Session 3: Some Data Operations
The Swiss Credit Card Data: Bagging
The Stormer Viscometer Data: Non-linear
Regression, Bootstrap Confidence Intervals
Swiss Credit Card Data
• Main response: Does this customer own a credit
card?
• Predictors: various personal details (age, sex,
language, ...) and account use behaviour
• Problem: Build a predictor for credit card ownership
• Strategies:
– Logistic regression with stepwise variable
selection, penalized by BIC
– Trees
– Trees with discrete bagging
– Trees with smooth bagging
Split data into "train" and "test" sets
SwissCC <- read.csv("SwissCC.csv")
### set seed
set.seed(300424)
###
k <- nrow(SwissCC)
isp <- sample(k, floor(0.4*k))
CCTrain <- SwissCC[isp, ]
CCTest <- SwissCC[-isp, ]
require(ASOP)
Save(SwissCC, CCTrain, CCTest, isp)
Stepwise Logistic Regression
### try a logistic regression
CCLR <- glm(credit_card_owner ~ 1, binomial,
CCTrain)
### construct an upper list as a formula
m <- match("credit_card_owner", names(CCTrain))

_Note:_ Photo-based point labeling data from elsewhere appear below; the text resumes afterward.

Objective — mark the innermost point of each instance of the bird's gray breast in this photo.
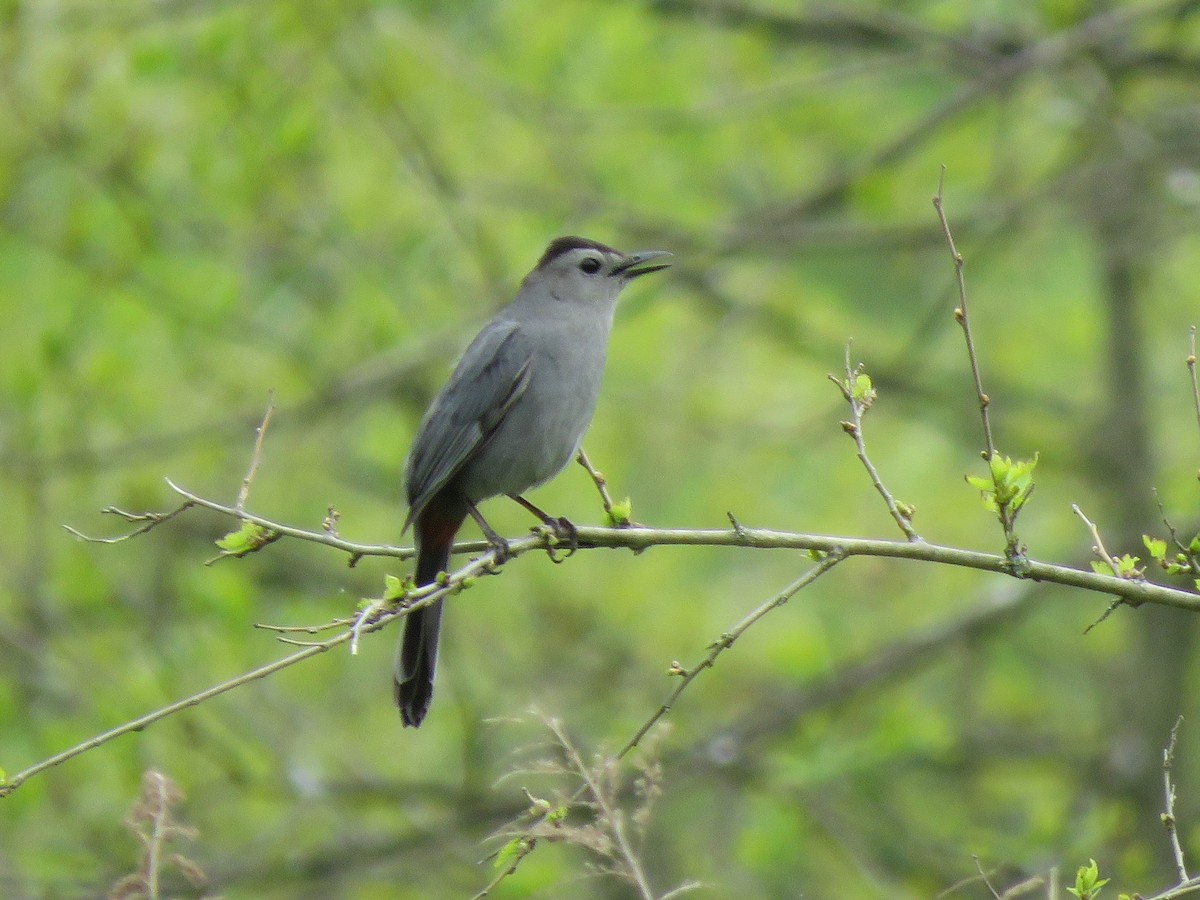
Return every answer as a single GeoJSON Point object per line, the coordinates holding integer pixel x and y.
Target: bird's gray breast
{"type": "Point", "coordinates": [543, 430]}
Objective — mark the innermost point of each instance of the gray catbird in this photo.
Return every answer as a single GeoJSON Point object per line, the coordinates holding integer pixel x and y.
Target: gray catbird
{"type": "Point", "coordinates": [510, 418]}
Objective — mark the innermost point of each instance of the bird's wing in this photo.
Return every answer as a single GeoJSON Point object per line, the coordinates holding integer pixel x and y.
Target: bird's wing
{"type": "Point", "coordinates": [491, 377]}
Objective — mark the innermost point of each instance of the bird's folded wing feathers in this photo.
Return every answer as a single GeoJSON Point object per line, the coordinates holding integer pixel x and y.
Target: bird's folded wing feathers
{"type": "Point", "coordinates": [491, 377]}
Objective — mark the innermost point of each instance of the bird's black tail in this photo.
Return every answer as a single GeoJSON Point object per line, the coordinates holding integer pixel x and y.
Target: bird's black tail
{"type": "Point", "coordinates": [418, 655]}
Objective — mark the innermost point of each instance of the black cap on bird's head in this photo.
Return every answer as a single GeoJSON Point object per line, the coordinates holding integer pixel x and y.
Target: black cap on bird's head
{"type": "Point", "coordinates": [628, 267]}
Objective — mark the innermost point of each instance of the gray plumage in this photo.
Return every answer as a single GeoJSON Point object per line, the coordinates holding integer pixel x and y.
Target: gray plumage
{"type": "Point", "coordinates": [510, 418]}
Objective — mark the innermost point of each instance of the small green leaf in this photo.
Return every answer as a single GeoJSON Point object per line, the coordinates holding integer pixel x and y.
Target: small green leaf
{"type": "Point", "coordinates": [509, 853]}
{"type": "Point", "coordinates": [249, 538]}
{"type": "Point", "coordinates": [394, 587]}
{"type": "Point", "coordinates": [862, 389]}
{"type": "Point", "coordinates": [622, 514]}
{"type": "Point", "coordinates": [1087, 882]}
{"type": "Point", "coordinates": [1155, 546]}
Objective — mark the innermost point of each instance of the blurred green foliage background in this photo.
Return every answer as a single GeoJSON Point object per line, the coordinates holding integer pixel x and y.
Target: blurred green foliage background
{"type": "Point", "coordinates": [201, 202]}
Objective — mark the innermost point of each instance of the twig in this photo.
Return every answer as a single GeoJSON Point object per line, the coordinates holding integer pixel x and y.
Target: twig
{"type": "Point", "coordinates": [1097, 544]}
{"type": "Point", "coordinates": [257, 455]}
{"type": "Point", "coordinates": [1169, 811]}
{"type": "Point", "coordinates": [526, 849]}
{"type": "Point", "coordinates": [1191, 887]}
{"type": "Point", "coordinates": [151, 520]}
{"type": "Point", "coordinates": [329, 540]}
{"type": "Point", "coordinates": [960, 316]}
{"type": "Point", "coordinates": [599, 480]}
{"type": "Point", "coordinates": [859, 403]}
{"type": "Point", "coordinates": [609, 814]}
{"type": "Point", "coordinates": [687, 676]}
{"type": "Point", "coordinates": [418, 599]}
{"type": "Point", "coordinates": [1185, 551]}
{"type": "Point", "coordinates": [984, 876]}
{"type": "Point", "coordinates": [640, 539]}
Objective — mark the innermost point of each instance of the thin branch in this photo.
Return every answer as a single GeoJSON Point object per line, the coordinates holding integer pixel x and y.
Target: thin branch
{"type": "Point", "coordinates": [687, 676]}
{"type": "Point", "coordinates": [1185, 551]}
{"type": "Point", "coordinates": [526, 849]}
{"type": "Point", "coordinates": [640, 539]}
{"type": "Point", "coordinates": [960, 316]}
{"type": "Point", "coordinates": [329, 540]}
{"type": "Point", "coordinates": [150, 521]}
{"type": "Point", "coordinates": [257, 455]}
{"type": "Point", "coordinates": [1169, 810]}
{"type": "Point", "coordinates": [1192, 371]}
{"type": "Point", "coordinates": [859, 402]}
{"type": "Point", "coordinates": [983, 875]}
{"type": "Point", "coordinates": [418, 599]}
{"type": "Point", "coordinates": [610, 815]}
{"type": "Point", "coordinates": [599, 480]}
{"type": "Point", "coordinates": [1097, 543]}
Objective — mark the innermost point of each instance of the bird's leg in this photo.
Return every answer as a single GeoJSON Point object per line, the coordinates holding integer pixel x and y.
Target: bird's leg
{"type": "Point", "coordinates": [499, 546]}
{"type": "Point", "coordinates": [563, 528]}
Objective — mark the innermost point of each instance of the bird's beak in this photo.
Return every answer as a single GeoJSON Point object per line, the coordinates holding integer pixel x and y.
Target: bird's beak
{"type": "Point", "coordinates": [635, 264]}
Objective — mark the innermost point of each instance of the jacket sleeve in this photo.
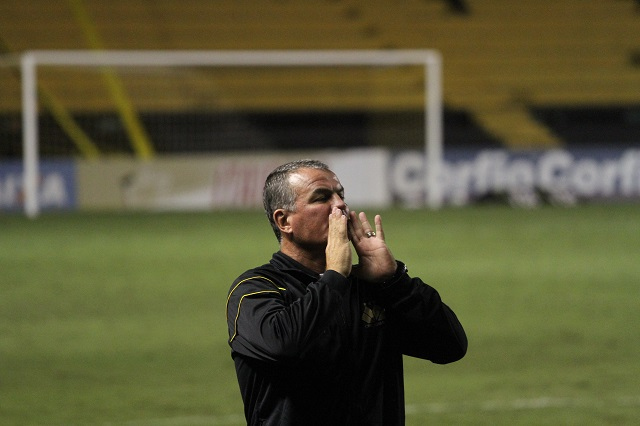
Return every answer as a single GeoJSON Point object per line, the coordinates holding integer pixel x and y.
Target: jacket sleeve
{"type": "Point", "coordinates": [426, 327]}
{"type": "Point", "coordinates": [264, 325]}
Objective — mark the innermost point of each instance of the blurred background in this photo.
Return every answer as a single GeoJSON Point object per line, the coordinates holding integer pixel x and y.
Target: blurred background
{"type": "Point", "coordinates": [118, 319]}
{"type": "Point", "coordinates": [518, 81]}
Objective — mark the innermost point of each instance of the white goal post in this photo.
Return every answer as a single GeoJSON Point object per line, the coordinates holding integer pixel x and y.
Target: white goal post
{"type": "Point", "coordinates": [429, 59]}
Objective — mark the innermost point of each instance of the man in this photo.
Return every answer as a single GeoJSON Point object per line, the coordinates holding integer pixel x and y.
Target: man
{"type": "Point", "coordinates": [317, 340]}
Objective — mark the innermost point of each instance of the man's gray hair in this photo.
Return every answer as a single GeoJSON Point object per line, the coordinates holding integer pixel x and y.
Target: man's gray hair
{"type": "Point", "coordinates": [278, 193]}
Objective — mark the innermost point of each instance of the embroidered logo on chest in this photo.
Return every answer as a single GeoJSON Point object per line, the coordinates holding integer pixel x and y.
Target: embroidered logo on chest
{"type": "Point", "coordinates": [372, 315]}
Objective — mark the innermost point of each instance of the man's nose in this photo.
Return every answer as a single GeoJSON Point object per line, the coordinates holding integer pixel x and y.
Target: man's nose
{"type": "Point", "coordinates": [339, 202]}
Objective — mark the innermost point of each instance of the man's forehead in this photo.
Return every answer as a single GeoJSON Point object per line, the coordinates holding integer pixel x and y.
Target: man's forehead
{"type": "Point", "coordinates": [314, 178]}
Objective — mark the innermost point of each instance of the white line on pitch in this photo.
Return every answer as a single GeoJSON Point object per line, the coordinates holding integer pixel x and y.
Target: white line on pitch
{"type": "Point", "coordinates": [415, 409]}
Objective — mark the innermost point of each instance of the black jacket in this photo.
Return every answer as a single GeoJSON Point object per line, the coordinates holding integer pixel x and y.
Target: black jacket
{"type": "Point", "coordinates": [315, 349]}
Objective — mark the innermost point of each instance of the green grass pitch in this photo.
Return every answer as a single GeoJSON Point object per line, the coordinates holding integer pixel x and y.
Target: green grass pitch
{"type": "Point", "coordinates": [118, 319]}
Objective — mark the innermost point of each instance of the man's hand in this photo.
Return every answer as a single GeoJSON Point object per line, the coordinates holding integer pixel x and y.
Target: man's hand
{"type": "Point", "coordinates": [376, 263]}
{"type": "Point", "coordinates": [338, 251]}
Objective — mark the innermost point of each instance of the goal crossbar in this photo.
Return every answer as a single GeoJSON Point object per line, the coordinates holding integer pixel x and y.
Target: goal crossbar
{"type": "Point", "coordinates": [430, 59]}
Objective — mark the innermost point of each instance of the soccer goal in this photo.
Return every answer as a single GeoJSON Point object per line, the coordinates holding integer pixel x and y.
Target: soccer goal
{"type": "Point", "coordinates": [151, 67]}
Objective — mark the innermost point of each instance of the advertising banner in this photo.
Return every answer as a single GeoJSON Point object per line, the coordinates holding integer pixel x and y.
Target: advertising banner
{"type": "Point", "coordinates": [210, 182]}
{"type": "Point", "coordinates": [523, 178]}
{"type": "Point", "coordinates": [56, 186]}
{"type": "Point", "coordinates": [371, 177]}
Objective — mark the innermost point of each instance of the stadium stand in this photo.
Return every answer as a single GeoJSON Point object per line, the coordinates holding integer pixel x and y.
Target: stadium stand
{"type": "Point", "coordinates": [516, 75]}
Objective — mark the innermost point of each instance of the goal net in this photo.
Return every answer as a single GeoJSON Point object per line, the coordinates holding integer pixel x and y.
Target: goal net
{"type": "Point", "coordinates": [145, 104]}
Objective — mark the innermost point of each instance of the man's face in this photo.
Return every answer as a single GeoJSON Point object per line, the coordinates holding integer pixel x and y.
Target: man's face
{"type": "Point", "coordinates": [318, 192]}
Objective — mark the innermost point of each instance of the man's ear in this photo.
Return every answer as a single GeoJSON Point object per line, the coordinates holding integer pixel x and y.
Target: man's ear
{"type": "Point", "coordinates": [281, 218]}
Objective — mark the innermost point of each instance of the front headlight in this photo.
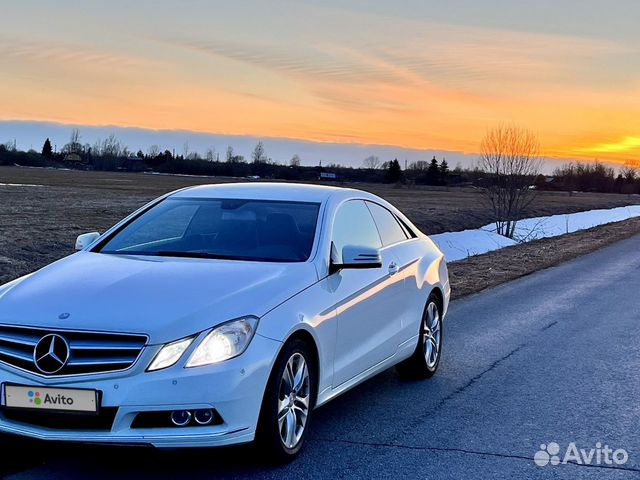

form <- as.formula(paste("~",
paste(names(CCTrain)[-m], collapse = "+")))
require(MASS)
sCCLR <- stepAIC(CCLR,
scope = list(lower = ~1, upper = form),
trace = FALSE, k = log(nrow(CCTrain)))
Trees
##### trees
require(rpart)
CCTM <- rpart(credit_card_owner ~ ., CCTrain)
plotcp(CCTM) # other checks possibly...
### Constructing the formula explicitly
m <- match("credit_card_owner", names(SwissCC))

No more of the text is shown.